Israël devrait être en grève dimanche, soutenu par Super-Sol, McCann et Cellcom, contre la loi de l’État-nation, en sympathie avec les Arabes de ce pays, sur les visages desquels la Knesset a craché, en leur disant officiellement et légalement : vous êtes des citoyens de seconde classe.

Quel effet de guérison et d’espoir une telle grève aurait comme signe d’identification avec les villes arabes de Sakhnin et Nazareth. Quelle fraternité serait dans l’air, quel fruit serait porté pour toute la société à partir d’une telle solidarité. Mais pour cela, il faudrait une dose de courage et une boussole morale claire, deux produits que les entreprises leaders n’ont pas en stock et dont toute la société a besoin.

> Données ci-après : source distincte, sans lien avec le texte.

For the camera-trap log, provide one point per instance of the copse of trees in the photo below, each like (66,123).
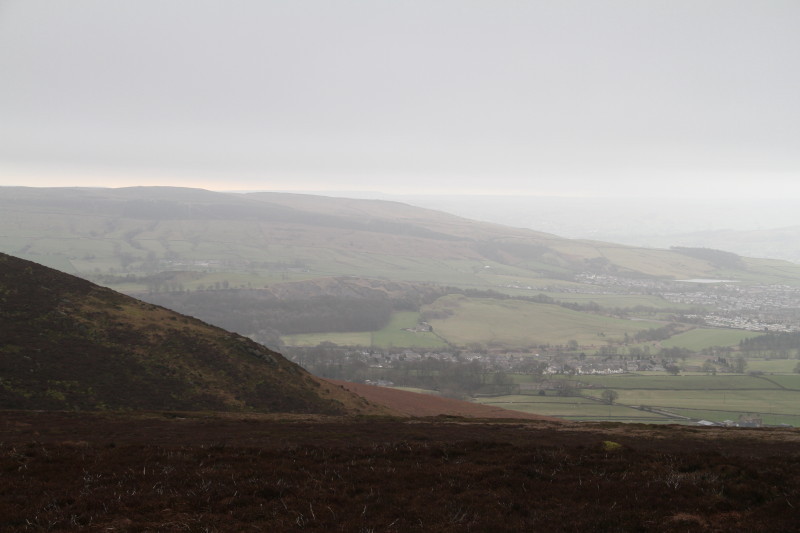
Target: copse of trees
(774,344)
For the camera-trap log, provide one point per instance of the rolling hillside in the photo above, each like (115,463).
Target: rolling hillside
(69,344)
(275,265)
(289,236)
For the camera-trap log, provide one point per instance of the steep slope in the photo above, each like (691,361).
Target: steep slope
(66,343)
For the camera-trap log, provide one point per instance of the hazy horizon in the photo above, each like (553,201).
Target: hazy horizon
(580,99)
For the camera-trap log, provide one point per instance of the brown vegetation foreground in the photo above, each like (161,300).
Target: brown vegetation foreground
(192,472)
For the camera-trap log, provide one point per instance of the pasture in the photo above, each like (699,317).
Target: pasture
(518,324)
(668,399)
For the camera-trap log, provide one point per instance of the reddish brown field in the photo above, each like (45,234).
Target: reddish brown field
(414,404)
(181,472)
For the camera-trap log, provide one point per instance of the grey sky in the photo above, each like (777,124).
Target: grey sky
(540,97)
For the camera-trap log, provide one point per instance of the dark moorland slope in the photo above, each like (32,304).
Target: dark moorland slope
(225,473)
(66,343)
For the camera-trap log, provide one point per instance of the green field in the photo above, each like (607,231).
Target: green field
(571,408)
(394,334)
(701,338)
(659,398)
(521,324)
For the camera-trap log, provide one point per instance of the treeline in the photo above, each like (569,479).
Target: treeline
(775,344)
(249,312)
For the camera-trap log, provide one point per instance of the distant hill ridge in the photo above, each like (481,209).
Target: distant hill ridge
(145,229)
(66,343)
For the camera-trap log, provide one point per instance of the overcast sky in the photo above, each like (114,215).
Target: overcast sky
(592,97)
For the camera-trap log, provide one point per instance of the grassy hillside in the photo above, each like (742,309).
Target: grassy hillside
(519,324)
(69,344)
(184,248)
(277,236)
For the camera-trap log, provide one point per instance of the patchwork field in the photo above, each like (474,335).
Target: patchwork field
(667,399)
(521,324)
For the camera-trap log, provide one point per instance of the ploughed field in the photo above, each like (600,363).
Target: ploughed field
(213,472)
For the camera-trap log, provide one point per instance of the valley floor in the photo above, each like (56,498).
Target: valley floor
(215,472)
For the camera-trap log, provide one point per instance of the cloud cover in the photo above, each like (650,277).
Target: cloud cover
(602,97)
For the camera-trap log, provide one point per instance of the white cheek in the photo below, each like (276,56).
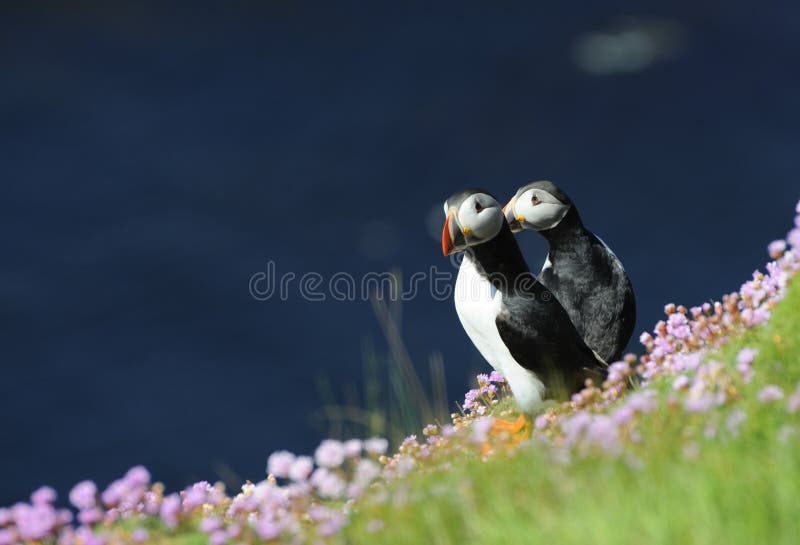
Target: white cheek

Plus personne ne s’attend à ce qu’Israël descende dans la rue pour protester massivement contre l’occupation, le blocus de Gaza ou les colonies de peuplement : il y a eu trop de lavage de cerveau et trop d’angoisse a été instillée.

Mais la loi sur l’État-nation, qui a été adoptée quelques heures seulement après l’adoption du projet de loi sur les mères porteuses, est essentielle. Elle est  beaucoup plus discriminatoire et excluante que la loi sur les mères porteuses. Elle ne rend pas difficile d’être parent. Elle rend difficile d’appartenir à ce pays. Pour certains Israéliens, elle montre la sortie. Elle montre à tous les Israéliens qu’ils vivent désormais dans un État d’apartheid de jure, pas seulement de facto.

Et la trajectoire est également différente. La communauté LGBT est sur la voie du succès : Une protestation de plus, un vote de plus, et la maternité de substitution, une façon problématique d’être parent, parfois plus méprisée que la prostitution, sera également approuvée pour les hommes. La législation contre les Arabes va dans l’autre sens : la loi de l’État-nation n’est qu’une promo. La pente est glissante et claire. Le dimanche de protestation de masse contre cette loi aurait pu marquer un changement.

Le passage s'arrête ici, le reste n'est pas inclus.